Gov. Nixon’s contends a database would “mislead” employers that it is okay to look as a basis to make a hiring decision.  The access to records already exists; it is just slow.  A slow and inefficient state procedure  protects the privacy of citizens and dissuades employers from even trying.   To protect “privacy”, Missouri currently requires a cumbersome procedure that takes about two weeks and requires an employer to attest that a conditional job offer has already been made, that there is no violation of ADA, and the potential employee knowingly consents in a notarized statement.

Missouri recognizes a cause of action under 287.780 (lexis.com) 287.780 (Lexis Advance) for discriminating against people for exercising comp rights with former employers.  “The statute permits employees in Hayes' position to file suit against an employer alleging that the employer discharged them for previously filing a workers' compensation claim against a former employer.”  Hayes v Show Me Believers, 192 S.W.3d 706 (Mo. 2006) (lexis.com) 192 S.W.3d 706 (Mo. 2006) Lexis Advance) (reversing a summary judgment for the employer).

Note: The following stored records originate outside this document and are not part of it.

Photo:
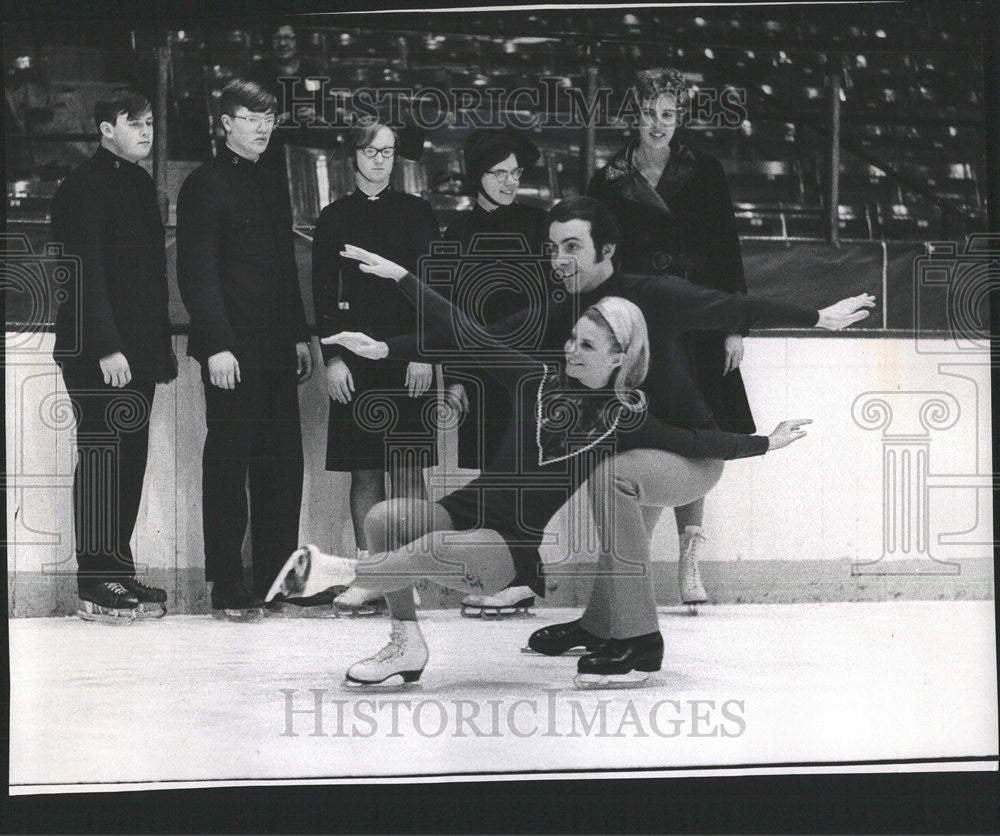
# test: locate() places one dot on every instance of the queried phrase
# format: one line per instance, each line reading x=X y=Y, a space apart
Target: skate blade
x=251 y=616
x=364 y=611
x=402 y=681
x=506 y=612
x=91 y=612
x=291 y=580
x=150 y=612
x=594 y=681
x=283 y=609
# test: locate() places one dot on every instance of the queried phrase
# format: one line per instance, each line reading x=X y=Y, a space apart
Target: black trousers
x=112 y=440
x=253 y=432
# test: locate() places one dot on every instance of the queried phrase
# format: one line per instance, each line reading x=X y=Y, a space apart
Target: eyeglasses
x=501 y=174
x=372 y=152
x=258 y=121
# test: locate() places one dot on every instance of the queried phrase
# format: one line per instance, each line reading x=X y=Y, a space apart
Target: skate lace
x=139 y=585
x=693 y=541
x=393 y=650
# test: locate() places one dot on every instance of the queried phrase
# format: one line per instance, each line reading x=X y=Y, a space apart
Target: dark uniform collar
x=229 y=157
x=109 y=158
x=361 y=195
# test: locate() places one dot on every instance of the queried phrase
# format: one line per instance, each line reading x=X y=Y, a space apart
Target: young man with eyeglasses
x=239 y=281
x=113 y=344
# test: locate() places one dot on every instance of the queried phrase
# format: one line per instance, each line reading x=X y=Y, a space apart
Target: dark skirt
x=382 y=424
x=485 y=424
x=724 y=394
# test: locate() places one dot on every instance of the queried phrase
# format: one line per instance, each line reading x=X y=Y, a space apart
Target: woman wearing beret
x=375 y=406
x=487 y=291
x=673 y=206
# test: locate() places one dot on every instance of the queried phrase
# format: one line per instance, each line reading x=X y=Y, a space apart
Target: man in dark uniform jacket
x=238 y=279
x=113 y=343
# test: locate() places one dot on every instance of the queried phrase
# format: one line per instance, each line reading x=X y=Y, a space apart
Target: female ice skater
x=402 y=226
x=496 y=229
x=565 y=423
x=673 y=207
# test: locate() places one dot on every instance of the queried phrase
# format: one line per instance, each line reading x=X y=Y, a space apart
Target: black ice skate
x=232 y=601
x=512 y=602
x=152 y=600
x=568 y=639
x=621 y=663
x=108 y=602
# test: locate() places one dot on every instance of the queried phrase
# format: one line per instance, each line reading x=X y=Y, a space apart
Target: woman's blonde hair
x=657 y=81
x=630 y=336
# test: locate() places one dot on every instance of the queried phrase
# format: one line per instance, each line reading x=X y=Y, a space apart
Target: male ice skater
x=113 y=343
x=238 y=279
x=620 y=621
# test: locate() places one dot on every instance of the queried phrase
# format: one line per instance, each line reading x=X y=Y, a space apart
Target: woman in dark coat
x=375 y=406
x=497 y=227
x=673 y=207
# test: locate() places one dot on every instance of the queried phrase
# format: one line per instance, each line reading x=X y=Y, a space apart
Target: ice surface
x=189 y=698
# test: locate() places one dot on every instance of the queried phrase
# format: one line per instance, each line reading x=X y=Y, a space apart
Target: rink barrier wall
x=796 y=525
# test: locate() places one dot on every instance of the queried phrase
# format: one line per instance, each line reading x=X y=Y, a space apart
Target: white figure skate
x=309 y=572
x=399 y=663
x=688 y=577
x=512 y=602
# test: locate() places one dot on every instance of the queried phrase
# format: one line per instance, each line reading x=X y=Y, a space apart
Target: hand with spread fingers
x=845 y=312
x=786 y=432
x=360 y=344
x=372 y=263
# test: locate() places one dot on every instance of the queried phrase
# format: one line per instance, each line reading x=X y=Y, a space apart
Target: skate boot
x=232 y=601
x=152 y=600
x=108 y=602
x=400 y=662
x=688 y=577
x=309 y=572
x=512 y=601
x=620 y=663
x=569 y=639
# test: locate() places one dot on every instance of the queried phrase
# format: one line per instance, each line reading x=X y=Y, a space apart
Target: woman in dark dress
x=381 y=412
x=584 y=410
x=487 y=292
x=673 y=207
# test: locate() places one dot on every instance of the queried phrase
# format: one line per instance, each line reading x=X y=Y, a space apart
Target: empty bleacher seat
x=770 y=182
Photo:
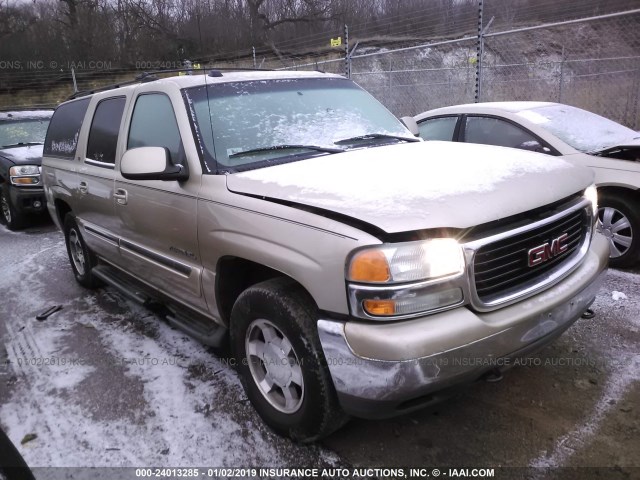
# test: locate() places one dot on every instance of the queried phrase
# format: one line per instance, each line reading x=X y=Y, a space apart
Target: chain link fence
x=592 y=63
x=489 y=52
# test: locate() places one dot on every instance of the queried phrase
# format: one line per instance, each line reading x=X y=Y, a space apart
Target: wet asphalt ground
x=104 y=382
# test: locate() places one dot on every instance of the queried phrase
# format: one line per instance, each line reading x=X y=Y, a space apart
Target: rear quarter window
x=62 y=135
x=103 y=135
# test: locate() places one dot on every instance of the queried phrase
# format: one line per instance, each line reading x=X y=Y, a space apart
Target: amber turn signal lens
x=369 y=266
x=379 y=307
x=25 y=181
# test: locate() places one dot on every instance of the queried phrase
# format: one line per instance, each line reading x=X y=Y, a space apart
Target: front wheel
x=275 y=342
x=81 y=258
x=619 y=222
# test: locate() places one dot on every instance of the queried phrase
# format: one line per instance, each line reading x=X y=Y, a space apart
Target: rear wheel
x=81 y=258
x=280 y=360
x=10 y=216
x=619 y=222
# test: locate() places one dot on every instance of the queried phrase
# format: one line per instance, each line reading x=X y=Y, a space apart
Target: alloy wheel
x=616 y=227
x=77 y=252
x=274 y=366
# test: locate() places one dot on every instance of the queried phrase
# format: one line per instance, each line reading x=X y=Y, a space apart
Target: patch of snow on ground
x=618 y=296
x=616 y=388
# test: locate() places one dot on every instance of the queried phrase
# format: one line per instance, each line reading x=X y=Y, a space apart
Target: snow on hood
x=420 y=185
x=27 y=155
x=630 y=143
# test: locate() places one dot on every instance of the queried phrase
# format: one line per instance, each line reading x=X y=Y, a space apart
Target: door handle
x=121 y=196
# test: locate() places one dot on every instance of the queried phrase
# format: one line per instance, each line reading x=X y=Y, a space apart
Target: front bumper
x=384 y=369
x=28 y=200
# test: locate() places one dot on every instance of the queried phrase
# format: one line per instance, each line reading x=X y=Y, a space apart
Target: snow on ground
x=622 y=358
x=114 y=386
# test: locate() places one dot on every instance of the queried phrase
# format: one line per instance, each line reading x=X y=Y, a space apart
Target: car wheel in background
x=280 y=360
x=10 y=217
x=619 y=222
x=81 y=258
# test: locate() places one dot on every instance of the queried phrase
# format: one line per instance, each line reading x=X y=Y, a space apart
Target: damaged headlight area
x=404 y=280
x=25 y=175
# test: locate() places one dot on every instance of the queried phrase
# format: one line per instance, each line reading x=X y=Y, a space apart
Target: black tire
x=8 y=213
x=312 y=411
x=82 y=259
x=623 y=235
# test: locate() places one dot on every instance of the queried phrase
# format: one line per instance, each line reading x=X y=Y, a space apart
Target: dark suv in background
x=21 y=138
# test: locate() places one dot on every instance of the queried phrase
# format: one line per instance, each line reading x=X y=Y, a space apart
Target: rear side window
x=438 y=128
x=103 y=136
x=62 y=135
x=154 y=124
x=492 y=131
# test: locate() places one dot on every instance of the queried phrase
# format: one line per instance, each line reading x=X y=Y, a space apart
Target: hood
x=27 y=155
x=422 y=185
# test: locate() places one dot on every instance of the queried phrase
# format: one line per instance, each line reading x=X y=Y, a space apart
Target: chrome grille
x=501 y=267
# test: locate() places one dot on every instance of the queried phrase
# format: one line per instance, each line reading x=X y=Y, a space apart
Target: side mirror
x=534 y=146
x=411 y=124
x=150 y=163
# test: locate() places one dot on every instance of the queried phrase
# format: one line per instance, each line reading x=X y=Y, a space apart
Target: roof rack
x=151 y=77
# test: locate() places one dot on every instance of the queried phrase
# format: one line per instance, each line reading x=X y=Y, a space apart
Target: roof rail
x=151 y=76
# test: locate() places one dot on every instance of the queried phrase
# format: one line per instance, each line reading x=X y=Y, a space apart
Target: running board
x=127 y=288
x=193 y=324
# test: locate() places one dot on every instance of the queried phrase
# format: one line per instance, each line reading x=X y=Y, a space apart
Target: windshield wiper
x=375 y=136
x=286 y=147
x=22 y=144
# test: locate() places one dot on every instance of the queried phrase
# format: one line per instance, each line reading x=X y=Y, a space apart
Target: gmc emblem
x=547 y=251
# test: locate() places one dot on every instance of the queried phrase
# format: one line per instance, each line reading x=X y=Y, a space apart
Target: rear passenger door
x=157 y=222
x=95 y=209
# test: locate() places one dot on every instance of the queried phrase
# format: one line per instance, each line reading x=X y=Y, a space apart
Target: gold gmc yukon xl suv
x=352 y=268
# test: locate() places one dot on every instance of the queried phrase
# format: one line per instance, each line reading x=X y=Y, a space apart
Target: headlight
x=407 y=262
x=405 y=280
x=25 y=175
x=591 y=194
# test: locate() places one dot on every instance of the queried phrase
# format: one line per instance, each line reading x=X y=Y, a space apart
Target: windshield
x=23 y=131
x=584 y=131
x=245 y=125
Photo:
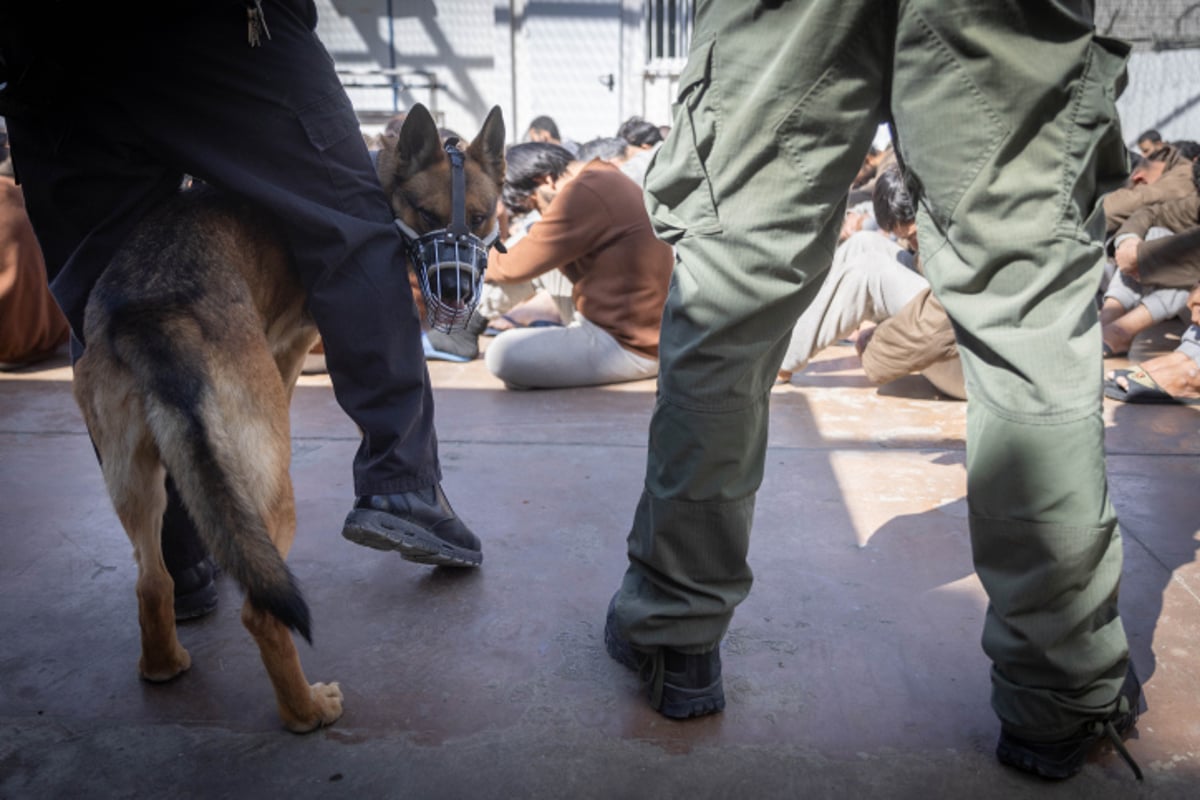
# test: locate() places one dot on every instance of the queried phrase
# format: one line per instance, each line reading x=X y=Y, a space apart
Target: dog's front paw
x=159 y=668
x=327 y=708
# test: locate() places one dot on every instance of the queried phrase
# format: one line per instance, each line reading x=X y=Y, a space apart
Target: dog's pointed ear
x=487 y=149
x=418 y=146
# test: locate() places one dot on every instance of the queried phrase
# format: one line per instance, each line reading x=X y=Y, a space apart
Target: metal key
x=256 y=23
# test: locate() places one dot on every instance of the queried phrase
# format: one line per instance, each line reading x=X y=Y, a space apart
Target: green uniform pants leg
x=1011 y=239
x=750 y=186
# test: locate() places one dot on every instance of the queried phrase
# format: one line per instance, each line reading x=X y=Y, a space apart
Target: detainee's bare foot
x=538 y=308
x=1119 y=335
x=1175 y=372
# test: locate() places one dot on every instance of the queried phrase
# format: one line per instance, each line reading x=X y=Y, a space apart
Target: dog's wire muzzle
x=450 y=263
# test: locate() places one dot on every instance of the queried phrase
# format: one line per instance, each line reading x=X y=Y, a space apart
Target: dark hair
x=1188 y=149
x=1137 y=161
x=527 y=164
x=893 y=200
x=547 y=125
x=606 y=146
x=639 y=132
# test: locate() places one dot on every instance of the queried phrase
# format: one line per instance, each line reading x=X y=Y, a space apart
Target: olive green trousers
x=1005 y=119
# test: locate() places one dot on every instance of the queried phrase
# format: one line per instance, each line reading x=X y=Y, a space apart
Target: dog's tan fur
x=196 y=335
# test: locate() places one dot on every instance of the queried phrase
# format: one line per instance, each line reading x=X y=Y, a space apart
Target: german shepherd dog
x=196 y=336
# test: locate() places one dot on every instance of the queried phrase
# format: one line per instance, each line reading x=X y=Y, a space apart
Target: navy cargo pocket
x=678 y=192
x=1097 y=156
x=329 y=120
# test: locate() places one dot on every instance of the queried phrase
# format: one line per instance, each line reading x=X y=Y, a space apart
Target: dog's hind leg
x=303 y=707
x=136 y=481
x=261 y=455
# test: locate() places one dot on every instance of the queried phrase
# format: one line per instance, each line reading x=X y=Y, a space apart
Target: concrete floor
x=853 y=669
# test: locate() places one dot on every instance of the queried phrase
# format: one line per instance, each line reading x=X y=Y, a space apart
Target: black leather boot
x=419 y=524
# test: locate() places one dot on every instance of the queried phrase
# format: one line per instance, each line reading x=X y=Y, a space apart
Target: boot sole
x=678 y=703
x=384 y=531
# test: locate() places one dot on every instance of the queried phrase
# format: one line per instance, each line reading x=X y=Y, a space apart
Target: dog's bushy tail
x=202 y=457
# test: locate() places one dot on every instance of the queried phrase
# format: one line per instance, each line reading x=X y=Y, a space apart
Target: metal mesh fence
x=1151 y=24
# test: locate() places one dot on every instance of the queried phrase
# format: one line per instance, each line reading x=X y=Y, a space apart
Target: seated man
x=1164 y=175
x=874 y=280
x=1173 y=378
x=595 y=230
x=31 y=325
x=1171 y=263
x=1131 y=305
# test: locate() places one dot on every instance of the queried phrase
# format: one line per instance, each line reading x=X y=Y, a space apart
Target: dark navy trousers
x=180 y=91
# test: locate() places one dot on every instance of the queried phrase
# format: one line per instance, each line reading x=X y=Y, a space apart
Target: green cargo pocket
x=1096 y=155
x=678 y=192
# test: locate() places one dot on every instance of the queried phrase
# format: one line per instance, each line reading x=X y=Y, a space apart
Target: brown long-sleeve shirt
x=30 y=323
x=1175 y=182
x=1170 y=260
x=598 y=233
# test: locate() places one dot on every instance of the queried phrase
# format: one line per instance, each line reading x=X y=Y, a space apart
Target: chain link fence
x=1151 y=24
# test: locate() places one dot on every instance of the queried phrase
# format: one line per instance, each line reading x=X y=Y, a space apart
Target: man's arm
x=916 y=337
x=568 y=230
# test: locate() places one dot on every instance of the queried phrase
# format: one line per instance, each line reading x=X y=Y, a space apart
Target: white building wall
x=1163 y=94
x=528 y=56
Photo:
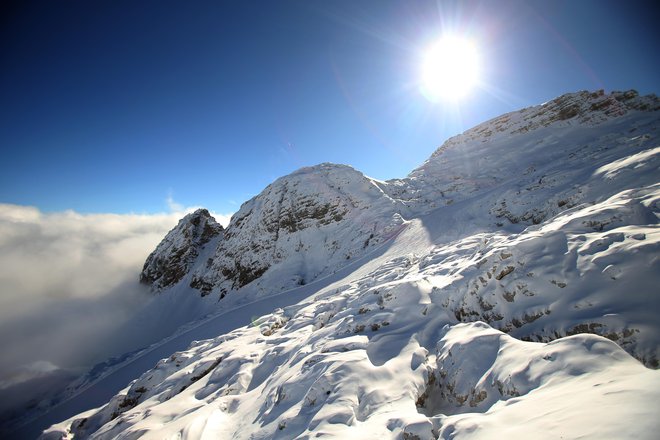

A web interface is more efficient than the current system in Missouri that still allows employers to access the same records, but involves Luddite procedures of promises that no one is asking for the wrong reason.   If the concern is about privacy, then have employers can check a box on the computer screen attesting whether they are positive up to no good. This isn’t exactly cutting edge technology.

The real fault of SB 526 is not an invasion of privacy but that it does not go far enough to allow greater transparency.  There is no reason the Illinois model could not work in Missouri.

Missouri workers have limited privacy expectations in their civil and criminal records and those records can be accessed by anyone and not just in the pre-hire stage.    Illinois, for example, allows on-line access to both comp dockets with the names of parties involved (not available in Missouri) and a history of employers and employees whether cases are open or closed.  There is no indication that access has deprived Illinois residents of obtaining jobs.   Probably 9 out of 10 employers in Illinois don’t even know the database exists.

Some applicants may have a lot of claims because they have a lot of injuries due to the nature of their prior job and not due to the character of the applicant.  That doesn’t mean the applicant is an insurance risk or not capable of performing the current job.  Job screening doesn’t do anything to stop the catastrophic injury but it may do a lot to flag the frequent filer who wants to pimp the system.  

 Let’s assume for the sake of argument that most employers act in good faith and will hire the best applicant if they have the skills and experience for the job regardless of the claims background.    The real privacy fight may not be over the skilled applicant but to protect the unskilled applicant.  Many employers do not avail themselves of existing resources to screen higher risk applicants such as checking references, drug testing, checking social media footprints, or requiring pre-employment physicals or making basic inquiries to explain conspicuous gaps in employment history.  Anyone who hires unskilled workers in certain industries knows that it is rare to find job applicants that don’t have some skeletons in the closet.    Sometimes a position has to be filled.  Bad hiring procedures sometimes make bad claims.  Some hiring managers fill slots, hold their nose, and hope for the best.  That’s a problem that SB 526 will never fix.